LoRA SFT simply means:

doing supervised fine-tuning through a LoRA-based PEFT route

That is exactly what the earlier baseline-small, qkvo-small and all-linear-small experiments were.

What full fine-tuning is

Full fine-tuning is more blunt.

It is not about attaching a small trainable prosthetic next to the model.
It is about updating the original weights themselves.

The upside is obvious: you can make broader and deeper behavioural changes.

The cost is just as obvious:

more memory
more storage
more training time
more risk of disturbing the balance the instruct model already had

What partial FT is

If LoRA is the cautious route and full fine-tuning is the deep-water route, partial FT sits somewhere in between.

It means opening selected parts of the original model, such as:

the last few transformer blocks
certain specific submodules
late-stage components like model.model.norm or lm_head

That makes it deeper than LoRA, because it does genuinely modify original weights.
But it is still more conservative than full fine-tuning because you are not updating everything.

What the base model is

The base model is simply:

the starting brain from which all your customisation departs

If what you have is a raw base model, it is closer to the pretrained foundation.
If what you have is an instruct model, it is already a model that has been tuned to follow instructions and behave more naturally in dialogue.

That is also why your whole workflow centred on Llama-3.1-8B-Instruct. The thing worth protecting was not just the weights in the abstract, but the behavioural balance that came with the instruction-tuned version.

Instruct versus base

Base

Closer to the raw foundation.

Instruct

Closer to a model that has already gone through a round of training around instruction following, task completion and dialogue behaviour.

In practice:

base feels more like raw material
instruct feels more like a prepared substrate

Has the model actually “learned” after LoRA?

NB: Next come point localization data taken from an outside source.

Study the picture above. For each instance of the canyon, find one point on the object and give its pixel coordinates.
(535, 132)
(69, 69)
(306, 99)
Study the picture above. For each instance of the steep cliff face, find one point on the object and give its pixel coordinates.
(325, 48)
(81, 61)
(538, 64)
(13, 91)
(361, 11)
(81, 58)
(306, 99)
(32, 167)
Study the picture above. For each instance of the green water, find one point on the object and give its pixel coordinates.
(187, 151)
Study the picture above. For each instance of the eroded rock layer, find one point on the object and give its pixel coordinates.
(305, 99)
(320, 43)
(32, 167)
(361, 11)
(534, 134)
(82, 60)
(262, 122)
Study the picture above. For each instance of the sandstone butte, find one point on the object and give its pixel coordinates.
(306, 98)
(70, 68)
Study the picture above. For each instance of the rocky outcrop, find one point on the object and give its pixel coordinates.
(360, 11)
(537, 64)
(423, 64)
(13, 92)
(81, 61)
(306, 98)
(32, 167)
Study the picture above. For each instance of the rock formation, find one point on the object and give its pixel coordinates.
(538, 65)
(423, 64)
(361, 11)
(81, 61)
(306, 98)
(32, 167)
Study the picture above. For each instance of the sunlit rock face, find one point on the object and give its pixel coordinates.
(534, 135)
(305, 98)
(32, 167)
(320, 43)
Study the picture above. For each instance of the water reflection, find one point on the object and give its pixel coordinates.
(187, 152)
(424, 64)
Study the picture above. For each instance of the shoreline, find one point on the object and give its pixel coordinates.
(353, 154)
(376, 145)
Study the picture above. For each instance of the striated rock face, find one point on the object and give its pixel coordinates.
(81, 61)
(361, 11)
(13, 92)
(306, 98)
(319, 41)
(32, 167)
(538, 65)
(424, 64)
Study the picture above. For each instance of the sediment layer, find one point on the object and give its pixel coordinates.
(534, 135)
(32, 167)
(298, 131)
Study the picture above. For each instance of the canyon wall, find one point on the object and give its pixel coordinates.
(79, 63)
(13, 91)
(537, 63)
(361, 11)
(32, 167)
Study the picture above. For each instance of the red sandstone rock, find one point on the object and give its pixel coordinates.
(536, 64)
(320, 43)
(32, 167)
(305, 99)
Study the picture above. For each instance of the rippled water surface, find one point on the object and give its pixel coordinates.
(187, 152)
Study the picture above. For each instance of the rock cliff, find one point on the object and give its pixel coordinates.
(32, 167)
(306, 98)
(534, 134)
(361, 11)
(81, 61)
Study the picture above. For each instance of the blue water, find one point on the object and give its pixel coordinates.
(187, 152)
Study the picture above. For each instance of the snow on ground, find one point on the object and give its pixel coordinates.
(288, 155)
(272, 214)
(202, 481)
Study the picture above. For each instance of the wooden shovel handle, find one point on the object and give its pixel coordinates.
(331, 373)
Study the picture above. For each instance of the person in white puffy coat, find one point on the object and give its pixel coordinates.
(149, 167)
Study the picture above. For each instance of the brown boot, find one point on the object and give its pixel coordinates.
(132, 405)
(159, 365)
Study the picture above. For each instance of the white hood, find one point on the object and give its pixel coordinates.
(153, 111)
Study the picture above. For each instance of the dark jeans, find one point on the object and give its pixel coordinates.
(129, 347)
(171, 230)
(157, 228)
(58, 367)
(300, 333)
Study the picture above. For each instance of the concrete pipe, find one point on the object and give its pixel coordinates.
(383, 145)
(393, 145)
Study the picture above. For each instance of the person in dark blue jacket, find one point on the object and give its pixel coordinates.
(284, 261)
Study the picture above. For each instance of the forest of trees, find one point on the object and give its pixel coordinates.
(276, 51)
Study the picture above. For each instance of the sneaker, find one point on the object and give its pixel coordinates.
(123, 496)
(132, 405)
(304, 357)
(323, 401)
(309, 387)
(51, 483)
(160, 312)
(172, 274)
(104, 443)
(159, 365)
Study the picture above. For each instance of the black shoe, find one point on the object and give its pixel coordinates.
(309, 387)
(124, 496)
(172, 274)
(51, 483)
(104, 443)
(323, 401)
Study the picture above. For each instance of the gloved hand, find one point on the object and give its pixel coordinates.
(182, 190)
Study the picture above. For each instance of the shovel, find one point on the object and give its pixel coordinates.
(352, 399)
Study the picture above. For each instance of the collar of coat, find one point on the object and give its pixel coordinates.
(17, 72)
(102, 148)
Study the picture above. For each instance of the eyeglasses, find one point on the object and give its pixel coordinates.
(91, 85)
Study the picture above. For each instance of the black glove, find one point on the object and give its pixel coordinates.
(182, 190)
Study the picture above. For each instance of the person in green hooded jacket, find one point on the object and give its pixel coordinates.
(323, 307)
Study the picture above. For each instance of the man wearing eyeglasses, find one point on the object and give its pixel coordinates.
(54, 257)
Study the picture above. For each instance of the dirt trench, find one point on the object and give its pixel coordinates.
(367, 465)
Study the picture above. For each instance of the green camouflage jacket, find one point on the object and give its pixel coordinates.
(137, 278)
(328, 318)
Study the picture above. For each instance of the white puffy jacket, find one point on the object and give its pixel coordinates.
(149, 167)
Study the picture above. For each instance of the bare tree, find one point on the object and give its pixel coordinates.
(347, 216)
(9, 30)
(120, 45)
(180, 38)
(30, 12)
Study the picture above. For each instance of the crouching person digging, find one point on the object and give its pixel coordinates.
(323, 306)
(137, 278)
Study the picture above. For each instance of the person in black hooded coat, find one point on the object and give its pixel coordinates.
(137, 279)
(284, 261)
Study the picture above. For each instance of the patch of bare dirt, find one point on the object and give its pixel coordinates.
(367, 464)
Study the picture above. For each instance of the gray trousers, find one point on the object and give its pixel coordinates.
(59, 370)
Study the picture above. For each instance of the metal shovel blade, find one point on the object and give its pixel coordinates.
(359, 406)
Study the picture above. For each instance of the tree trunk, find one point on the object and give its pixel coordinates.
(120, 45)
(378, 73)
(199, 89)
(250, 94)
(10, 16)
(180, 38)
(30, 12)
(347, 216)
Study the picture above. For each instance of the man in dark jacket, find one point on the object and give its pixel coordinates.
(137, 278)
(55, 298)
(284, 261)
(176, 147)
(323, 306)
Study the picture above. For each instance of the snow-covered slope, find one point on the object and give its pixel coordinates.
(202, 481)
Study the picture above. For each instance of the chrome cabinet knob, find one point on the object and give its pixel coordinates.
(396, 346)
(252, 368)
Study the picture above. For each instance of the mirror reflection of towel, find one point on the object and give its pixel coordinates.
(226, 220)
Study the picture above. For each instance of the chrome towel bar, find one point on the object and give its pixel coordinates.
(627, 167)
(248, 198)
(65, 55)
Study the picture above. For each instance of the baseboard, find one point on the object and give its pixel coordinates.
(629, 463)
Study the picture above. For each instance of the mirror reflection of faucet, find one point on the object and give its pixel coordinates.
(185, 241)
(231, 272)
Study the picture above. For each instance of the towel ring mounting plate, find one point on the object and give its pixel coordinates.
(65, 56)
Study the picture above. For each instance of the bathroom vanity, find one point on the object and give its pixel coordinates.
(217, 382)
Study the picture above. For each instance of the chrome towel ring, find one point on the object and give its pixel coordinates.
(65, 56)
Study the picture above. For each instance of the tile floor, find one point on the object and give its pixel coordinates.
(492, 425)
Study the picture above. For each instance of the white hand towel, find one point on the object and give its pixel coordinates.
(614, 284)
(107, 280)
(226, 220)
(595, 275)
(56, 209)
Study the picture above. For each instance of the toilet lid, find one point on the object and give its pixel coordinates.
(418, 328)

Yes, but the claim needs to be precise.

If the question is:

Has the model’s behaviour changed after LoRA fine-tuning?

Yes. Otherwise the adapter would have no point.

If the question is:

Is that the same kind of learning as full fine-tuning?

No.

LoRA learning is closer to:

adding trainable increments on top of the base
altering behaviour through those increments
without rewriting the full original parameter body

Can you stack another LoRA on top of a customised Llama?

Conceptually, yes.

The engineering caveat is more important than the conceptual one.

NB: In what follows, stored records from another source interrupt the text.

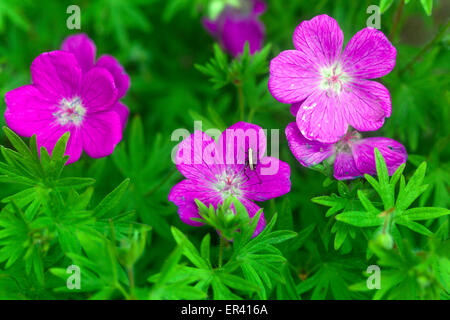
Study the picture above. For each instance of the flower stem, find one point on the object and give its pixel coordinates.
(424, 50)
(241, 101)
(131, 279)
(398, 14)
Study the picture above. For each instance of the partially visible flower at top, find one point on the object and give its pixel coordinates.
(237, 25)
(71, 92)
(353, 156)
(216, 171)
(329, 90)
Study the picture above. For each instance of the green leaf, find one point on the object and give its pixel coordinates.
(424, 213)
(73, 183)
(112, 199)
(360, 219)
(427, 6)
(189, 249)
(384, 5)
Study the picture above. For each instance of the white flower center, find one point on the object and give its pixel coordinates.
(333, 78)
(70, 111)
(229, 182)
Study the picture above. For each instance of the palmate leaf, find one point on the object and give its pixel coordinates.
(147, 171)
(222, 72)
(396, 208)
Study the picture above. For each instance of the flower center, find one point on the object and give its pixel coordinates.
(70, 111)
(346, 142)
(228, 183)
(333, 78)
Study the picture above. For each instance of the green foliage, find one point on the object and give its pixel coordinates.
(111, 217)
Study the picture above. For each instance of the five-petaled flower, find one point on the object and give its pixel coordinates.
(71, 92)
(354, 156)
(329, 90)
(215, 171)
(237, 25)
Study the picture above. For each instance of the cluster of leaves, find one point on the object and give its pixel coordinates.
(51, 217)
(51, 221)
(254, 266)
(50, 224)
(421, 274)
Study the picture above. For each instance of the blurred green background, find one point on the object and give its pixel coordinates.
(159, 42)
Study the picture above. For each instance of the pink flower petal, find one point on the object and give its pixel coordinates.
(83, 48)
(101, 132)
(321, 117)
(345, 167)
(259, 7)
(366, 104)
(307, 152)
(98, 91)
(56, 74)
(320, 39)
(269, 179)
(295, 107)
(121, 78)
(123, 112)
(211, 26)
(183, 195)
(236, 141)
(369, 54)
(28, 111)
(393, 152)
(292, 77)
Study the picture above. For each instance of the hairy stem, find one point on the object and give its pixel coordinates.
(241, 102)
(397, 16)
(425, 49)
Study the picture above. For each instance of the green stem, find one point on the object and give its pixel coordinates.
(162, 182)
(424, 50)
(131, 279)
(222, 244)
(241, 102)
(398, 14)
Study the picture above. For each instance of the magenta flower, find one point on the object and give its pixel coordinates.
(354, 156)
(329, 90)
(235, 26)
(71, 93)
(215, 171)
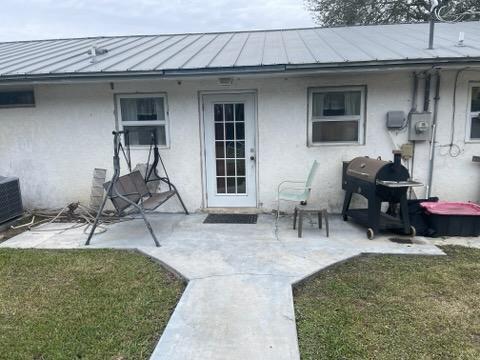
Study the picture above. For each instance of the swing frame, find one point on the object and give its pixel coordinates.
(133, 184)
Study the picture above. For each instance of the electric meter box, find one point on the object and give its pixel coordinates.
(395, 120)
(420, 126)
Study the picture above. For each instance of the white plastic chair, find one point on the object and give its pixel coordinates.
(298, 193)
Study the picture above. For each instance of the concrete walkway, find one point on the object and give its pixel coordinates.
(238, 302)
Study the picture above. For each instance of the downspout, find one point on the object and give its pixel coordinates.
(434, 133)
(413, 110)
(426, 97)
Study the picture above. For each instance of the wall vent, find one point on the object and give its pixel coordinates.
(10, 199)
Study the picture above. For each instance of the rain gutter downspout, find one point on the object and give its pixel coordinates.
(434, 133)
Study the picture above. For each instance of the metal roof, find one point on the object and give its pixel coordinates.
(230, 52)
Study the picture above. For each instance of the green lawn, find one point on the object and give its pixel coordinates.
(82, 304)
(393, 307)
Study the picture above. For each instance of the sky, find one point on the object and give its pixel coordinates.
(45, 19)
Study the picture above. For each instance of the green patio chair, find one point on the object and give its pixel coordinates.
(301, 190)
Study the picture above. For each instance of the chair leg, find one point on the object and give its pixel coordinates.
(295, 217)
(325, 214)
(180, 199)
(300, 223)
(97, 219)
(149, 227)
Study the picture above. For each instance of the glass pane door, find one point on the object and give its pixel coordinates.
(230, 152)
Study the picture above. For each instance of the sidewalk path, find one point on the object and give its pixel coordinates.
(238, 304)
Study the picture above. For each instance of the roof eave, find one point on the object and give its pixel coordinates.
(247, 70)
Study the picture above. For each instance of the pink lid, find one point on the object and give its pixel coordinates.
(451, 208)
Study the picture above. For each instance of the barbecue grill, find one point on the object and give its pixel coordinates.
(378, 181)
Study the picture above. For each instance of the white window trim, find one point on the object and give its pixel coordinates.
(165, 122)
(471, 114)
(361, 121)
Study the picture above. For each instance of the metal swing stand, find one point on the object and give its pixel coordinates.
(131, 190)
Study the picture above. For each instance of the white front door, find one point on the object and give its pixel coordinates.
(230, 156)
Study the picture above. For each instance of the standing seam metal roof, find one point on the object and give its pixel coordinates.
(239, 50)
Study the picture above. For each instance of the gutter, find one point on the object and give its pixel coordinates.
(245, 70)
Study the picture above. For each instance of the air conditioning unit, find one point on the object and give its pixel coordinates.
(10, 199)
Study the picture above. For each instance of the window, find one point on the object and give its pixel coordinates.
(17, 98)
(336, 115)
(144, 116)
(474, 113)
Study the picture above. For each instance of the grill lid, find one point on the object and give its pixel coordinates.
(365, 168)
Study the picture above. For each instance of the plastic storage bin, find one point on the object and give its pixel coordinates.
(453, 218)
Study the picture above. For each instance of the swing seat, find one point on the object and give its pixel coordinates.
(157, 199)
(133, 187)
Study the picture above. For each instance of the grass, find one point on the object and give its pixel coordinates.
(393, 307)
(82, 304)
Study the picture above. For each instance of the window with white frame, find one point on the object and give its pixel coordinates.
(474, 113)
(144, 116)
(336, 115)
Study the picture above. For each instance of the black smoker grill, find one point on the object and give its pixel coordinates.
(378, 181)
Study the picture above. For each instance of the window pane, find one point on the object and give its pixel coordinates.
(228, 112)
(241, 185)
(475, 128)
(16, 98)
(142, 135)
(142, 109)
(240, 167)
(336, 103)
(230, 149)
(219, 131)
(218, 110)
(221, 185)
(240, 128)
(239, 112)
(475, 99)
(325, 131)
(231, 185)
(240, 149)
(230, 167)
(229, 132)
(220, 149)
(220, 167)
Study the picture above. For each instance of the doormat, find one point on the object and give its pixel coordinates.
(401, 240)
(231, 219)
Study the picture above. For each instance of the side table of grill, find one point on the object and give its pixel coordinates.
(300, 210)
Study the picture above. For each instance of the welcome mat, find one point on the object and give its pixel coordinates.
(231, 219)
(401, 240)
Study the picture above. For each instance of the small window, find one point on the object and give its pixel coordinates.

1. Being possible is not the same as being a good idea

Every added adapter increases:

validation complexity
debugging complexity
ambiguity about which layer is causing weird behaviour

2. A stable mainline is worth more than another experimental layer

That judgement already came out of your own experiments. It is very easy to keep adding layers of method. It is much harder to preserve a model that still feels intelligent and usable.

Why LoRA is so tempting

LoRA sits in a very seductive place.

It is:

deeper than prompting
lighter than full fine-tuning
often still viable on local hardware

So it looks like a beautiful middle road.

The catch is that a middle road is not automatically a safe road.

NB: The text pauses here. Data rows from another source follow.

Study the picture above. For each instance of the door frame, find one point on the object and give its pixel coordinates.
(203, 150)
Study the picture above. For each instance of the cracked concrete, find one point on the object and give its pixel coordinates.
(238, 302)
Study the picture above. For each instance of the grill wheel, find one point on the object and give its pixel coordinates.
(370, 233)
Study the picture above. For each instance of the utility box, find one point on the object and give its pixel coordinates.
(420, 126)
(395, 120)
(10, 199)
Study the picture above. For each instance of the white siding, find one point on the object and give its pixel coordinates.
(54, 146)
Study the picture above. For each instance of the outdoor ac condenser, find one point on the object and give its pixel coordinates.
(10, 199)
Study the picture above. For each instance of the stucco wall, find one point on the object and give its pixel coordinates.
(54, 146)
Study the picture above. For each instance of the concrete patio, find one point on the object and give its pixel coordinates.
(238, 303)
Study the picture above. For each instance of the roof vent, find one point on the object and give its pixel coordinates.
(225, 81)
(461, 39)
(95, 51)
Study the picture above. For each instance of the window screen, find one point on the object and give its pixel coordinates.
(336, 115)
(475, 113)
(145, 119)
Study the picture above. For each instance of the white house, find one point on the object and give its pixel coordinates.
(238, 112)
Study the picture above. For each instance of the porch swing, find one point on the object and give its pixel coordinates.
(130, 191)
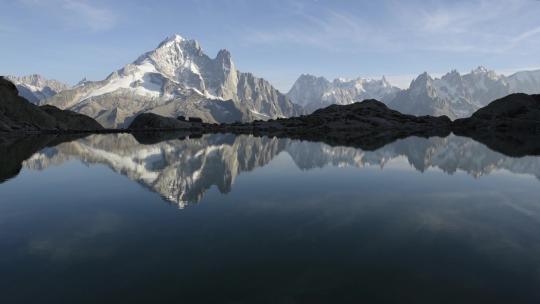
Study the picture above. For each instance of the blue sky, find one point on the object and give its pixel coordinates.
(278, 40)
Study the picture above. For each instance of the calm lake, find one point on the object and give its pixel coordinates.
(244, 219)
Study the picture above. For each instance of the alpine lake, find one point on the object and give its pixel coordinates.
(222, 218)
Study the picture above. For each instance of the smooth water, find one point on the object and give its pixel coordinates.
(226, 219)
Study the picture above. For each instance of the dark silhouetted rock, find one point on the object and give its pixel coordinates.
(19, 115)
(195, 119)
(510, 125)
(70, 120)
(508, 114)
(151, 121)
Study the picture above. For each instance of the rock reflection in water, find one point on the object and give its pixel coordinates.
(182, 170)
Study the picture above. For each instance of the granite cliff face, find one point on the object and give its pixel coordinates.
(454, 94)
(459, 95)
(36, 88)
(19, 115)
(177, 78)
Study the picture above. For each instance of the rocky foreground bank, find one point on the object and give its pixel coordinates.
(510, 125)
(19, 115)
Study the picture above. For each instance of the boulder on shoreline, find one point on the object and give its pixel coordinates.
(19, 115)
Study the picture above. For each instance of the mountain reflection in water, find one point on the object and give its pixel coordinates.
(182, 170)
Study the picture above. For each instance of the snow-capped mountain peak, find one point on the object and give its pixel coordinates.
(178, 78)
(36, 88)
(315, 92)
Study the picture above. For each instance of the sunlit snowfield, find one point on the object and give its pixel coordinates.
(245, 219)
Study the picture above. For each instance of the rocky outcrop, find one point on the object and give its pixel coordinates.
(368, 125)
(314, 93)
(459, 95)
(17, 114)
(153, 121)
(36, 88)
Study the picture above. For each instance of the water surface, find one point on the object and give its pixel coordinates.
(243, 219)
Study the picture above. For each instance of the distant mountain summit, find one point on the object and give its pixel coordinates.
(177, 78)
(36, 88)
(317, 92)
(456, 95)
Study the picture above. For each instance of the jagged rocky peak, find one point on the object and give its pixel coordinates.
(178, 78)
(315, 92)
(36, 88)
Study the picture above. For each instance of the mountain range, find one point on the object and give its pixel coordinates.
(178, 78)
(314, 93)
(36, 88)
(454, 95)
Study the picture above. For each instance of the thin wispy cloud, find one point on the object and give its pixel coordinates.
(475, 26)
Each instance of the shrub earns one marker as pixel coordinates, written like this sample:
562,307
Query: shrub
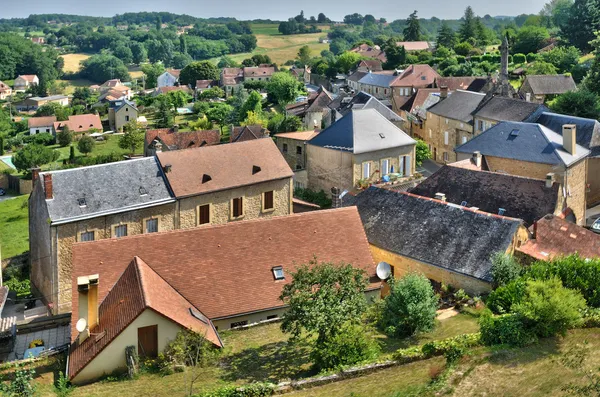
548,308
410,307
507,329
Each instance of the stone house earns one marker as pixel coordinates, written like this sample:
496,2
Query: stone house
154,285
452,245
538,89
121,113
360,148
534,151
450,123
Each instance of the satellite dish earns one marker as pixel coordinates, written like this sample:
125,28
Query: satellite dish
384,270
82,324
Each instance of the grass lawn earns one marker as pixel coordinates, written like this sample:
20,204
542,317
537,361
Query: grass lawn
14,226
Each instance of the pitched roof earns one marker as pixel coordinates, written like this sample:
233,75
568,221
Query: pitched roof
524,198
80,123
441,234
35,122
416,76
459,105
138,288
550,84
107,189
248,132
183,140
557,237
507,109
229,166
588,130
362,131
205,274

LoRA is useful, but it does not automatically preserve the base model’s balance. Narrow data, tiny data, late evaluation and wide attachment scopes can still push the model into strange accents.

When not to reach for LoRA first

If your goal is mainly:

preserve the base model
make replies more direct
reduce fluff
stabilise formatting
avoid touching the deeper parameter layers

then the first thing to adjust is often not LoRA at all. It is more likely to be:

system prompt
few-shot examples
Modelfile
runtime parameters

The one sentence worth keeping

SFT answers how you teach, LoRA answers how you update, and full fine-tuning answers how deep you are willing to cut.

Once those three are no longer being used as one blob, the rest of the map becomes much easier to read.